Even though I warned them that this would happen if they went Mac, it's now Western's fault for not working to their expectation. Their perception of our service goes down, and I can't do anything about it. I hate that.
Faculty are our biggest wild-cards here, though there are some staff areas where Macs are starting to show up. Because of the loosely centralized academic environment, the Just Say No policy adopted by so many corporations and governmental agencies is not a luxury we can enjoy. We have to deal with it, not block it. Right now, this means:

  • We need to consider OS X compatibility to be critical-path for any user-facing service we provide.
  • We need to vet new OS X versions for compatibility with our environment before encouraging users to migrate to it. Or alternately, put in a campaign to discourage users from migrating until the bugs get worked out.
  • Somehow find a way to manage the expectations of users so that the more visible costs of the OS X platform don't seem like the University is nickle-and-dimeing them to death.
It's not just Apple Laptops, either. We're seeing a lot more tablets around, and today "Tablet" is synonymous with "iPad". In a year "Tablet" will include a lot of Android, and may see the first glimmerings of Windows. Tablets are popular with staffers, I'm already seeing a lot of them in meetings and in greater numbers than I ever saw netbooks. This entire new computing category will cause its own set of interoperability disruptions as people get data into and out of them and the clouds that serve them.

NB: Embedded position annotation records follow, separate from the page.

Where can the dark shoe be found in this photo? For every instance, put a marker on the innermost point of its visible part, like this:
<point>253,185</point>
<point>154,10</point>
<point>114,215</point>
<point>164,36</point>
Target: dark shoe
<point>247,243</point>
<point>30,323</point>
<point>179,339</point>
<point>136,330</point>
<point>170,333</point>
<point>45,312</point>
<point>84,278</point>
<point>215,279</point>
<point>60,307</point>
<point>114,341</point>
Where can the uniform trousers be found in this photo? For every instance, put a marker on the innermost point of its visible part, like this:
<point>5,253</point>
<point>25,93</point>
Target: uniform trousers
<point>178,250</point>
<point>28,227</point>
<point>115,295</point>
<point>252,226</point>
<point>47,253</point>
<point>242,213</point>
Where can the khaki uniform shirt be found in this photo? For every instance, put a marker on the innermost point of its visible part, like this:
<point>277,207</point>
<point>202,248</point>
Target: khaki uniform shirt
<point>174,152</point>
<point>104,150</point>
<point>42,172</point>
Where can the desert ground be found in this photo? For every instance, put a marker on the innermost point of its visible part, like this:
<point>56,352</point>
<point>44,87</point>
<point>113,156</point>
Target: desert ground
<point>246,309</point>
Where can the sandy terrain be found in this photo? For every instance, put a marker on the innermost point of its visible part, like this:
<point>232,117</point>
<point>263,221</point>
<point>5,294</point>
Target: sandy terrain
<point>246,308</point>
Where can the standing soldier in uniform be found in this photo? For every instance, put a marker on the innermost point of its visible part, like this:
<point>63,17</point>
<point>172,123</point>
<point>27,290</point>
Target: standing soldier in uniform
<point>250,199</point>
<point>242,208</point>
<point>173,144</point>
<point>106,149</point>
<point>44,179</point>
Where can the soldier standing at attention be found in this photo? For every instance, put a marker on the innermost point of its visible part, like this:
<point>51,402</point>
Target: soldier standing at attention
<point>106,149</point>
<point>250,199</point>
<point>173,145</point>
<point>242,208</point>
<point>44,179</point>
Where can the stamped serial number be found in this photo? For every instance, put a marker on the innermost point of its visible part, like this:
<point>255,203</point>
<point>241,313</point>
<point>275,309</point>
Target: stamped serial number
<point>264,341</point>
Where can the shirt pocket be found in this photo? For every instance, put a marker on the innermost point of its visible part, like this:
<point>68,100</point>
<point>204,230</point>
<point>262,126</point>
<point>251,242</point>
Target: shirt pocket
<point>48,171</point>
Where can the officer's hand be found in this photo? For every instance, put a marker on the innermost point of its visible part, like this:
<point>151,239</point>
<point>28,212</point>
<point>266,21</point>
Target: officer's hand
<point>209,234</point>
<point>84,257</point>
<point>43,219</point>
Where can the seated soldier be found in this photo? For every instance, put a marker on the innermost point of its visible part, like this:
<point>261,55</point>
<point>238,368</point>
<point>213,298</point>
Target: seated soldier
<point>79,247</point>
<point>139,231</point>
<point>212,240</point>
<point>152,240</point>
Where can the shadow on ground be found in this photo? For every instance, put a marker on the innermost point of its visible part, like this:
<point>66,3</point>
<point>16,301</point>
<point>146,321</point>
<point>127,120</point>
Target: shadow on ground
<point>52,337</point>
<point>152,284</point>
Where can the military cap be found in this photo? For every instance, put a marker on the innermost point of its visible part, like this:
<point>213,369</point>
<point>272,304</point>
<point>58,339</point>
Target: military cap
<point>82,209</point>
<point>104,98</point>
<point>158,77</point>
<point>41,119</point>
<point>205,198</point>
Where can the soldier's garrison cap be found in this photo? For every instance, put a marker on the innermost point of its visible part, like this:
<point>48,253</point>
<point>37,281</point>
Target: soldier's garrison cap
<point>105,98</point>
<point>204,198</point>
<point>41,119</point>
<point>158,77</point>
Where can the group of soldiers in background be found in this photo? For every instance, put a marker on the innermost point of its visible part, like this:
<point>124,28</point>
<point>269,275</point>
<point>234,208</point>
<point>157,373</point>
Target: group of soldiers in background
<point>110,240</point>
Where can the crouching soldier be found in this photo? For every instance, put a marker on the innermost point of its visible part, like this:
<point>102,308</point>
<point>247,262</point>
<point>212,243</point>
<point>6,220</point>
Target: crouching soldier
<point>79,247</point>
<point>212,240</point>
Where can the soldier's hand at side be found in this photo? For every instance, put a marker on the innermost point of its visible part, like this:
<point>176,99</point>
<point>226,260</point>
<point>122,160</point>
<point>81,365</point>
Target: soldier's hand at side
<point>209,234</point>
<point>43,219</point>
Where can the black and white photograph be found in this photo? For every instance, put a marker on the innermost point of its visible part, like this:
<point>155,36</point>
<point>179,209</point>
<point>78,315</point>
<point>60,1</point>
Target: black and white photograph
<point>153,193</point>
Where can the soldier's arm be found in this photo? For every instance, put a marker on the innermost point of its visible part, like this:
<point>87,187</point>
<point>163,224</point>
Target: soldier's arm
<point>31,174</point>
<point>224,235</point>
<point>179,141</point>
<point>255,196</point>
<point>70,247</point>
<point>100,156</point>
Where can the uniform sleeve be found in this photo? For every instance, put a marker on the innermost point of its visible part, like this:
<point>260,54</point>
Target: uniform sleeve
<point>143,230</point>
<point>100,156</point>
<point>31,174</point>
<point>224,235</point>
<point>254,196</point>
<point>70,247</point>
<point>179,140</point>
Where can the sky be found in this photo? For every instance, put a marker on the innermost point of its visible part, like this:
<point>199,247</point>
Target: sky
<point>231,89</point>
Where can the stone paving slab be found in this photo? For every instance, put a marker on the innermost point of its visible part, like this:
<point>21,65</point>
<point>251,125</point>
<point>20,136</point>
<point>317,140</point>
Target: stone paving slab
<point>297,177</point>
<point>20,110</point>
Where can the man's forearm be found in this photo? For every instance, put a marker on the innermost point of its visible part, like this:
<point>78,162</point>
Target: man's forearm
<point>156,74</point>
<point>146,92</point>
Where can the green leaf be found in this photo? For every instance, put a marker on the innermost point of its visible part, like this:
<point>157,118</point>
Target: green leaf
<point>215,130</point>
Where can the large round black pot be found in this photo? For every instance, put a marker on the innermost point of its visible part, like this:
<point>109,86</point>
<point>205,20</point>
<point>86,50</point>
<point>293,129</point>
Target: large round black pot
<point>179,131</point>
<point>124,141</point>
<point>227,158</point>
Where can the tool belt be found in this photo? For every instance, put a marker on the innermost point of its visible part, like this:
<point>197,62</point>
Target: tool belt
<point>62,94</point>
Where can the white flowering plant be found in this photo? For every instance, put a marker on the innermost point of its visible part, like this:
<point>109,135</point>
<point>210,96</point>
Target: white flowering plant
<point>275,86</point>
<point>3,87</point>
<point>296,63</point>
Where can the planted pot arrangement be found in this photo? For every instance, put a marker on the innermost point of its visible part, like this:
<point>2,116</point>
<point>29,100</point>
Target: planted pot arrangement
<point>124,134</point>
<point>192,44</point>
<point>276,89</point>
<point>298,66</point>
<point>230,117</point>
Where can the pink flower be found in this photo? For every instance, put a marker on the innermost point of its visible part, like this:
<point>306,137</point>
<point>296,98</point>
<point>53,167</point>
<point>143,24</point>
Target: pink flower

Because we're Higher Ed we never really got rid of our Apple users. We still had die hards in the dark years of MacOS 7, 8, and 9. Happily, Novell NetWare had very good AFP support so we were able to support these users. When it came time to go all-in with Microsoft, the Apple SMB support had advanced to the point where it was far easier to use that then shim AFP onto Windows. The perceived barriers to using it have dropped, there is now a peer-pressure effect out there in the market, and all those iOS devices running around flagging the Apple brand, have all combined to greatly increase the amount of non-Windows we have to put up with.

We're not alone in this.

The fact that Windows will be entering the Tablet marketplace well after both iOS and Android pretty much guarantees that Windows will never come close to the 90% market-share it enjoyed on the Desktop for so long. Because of our lack of draconian One Platform To Rule Them All policies, we'll be seeing this heterogeneity far sooner than our .com neighbors.

The transition to heterogeneous networking will be a challenge for the entire industry, even those of us who've done it before.

2 Comments

Take a look at LikeWise enterprise and Dave... but those don't help for people who own the hardware themselves.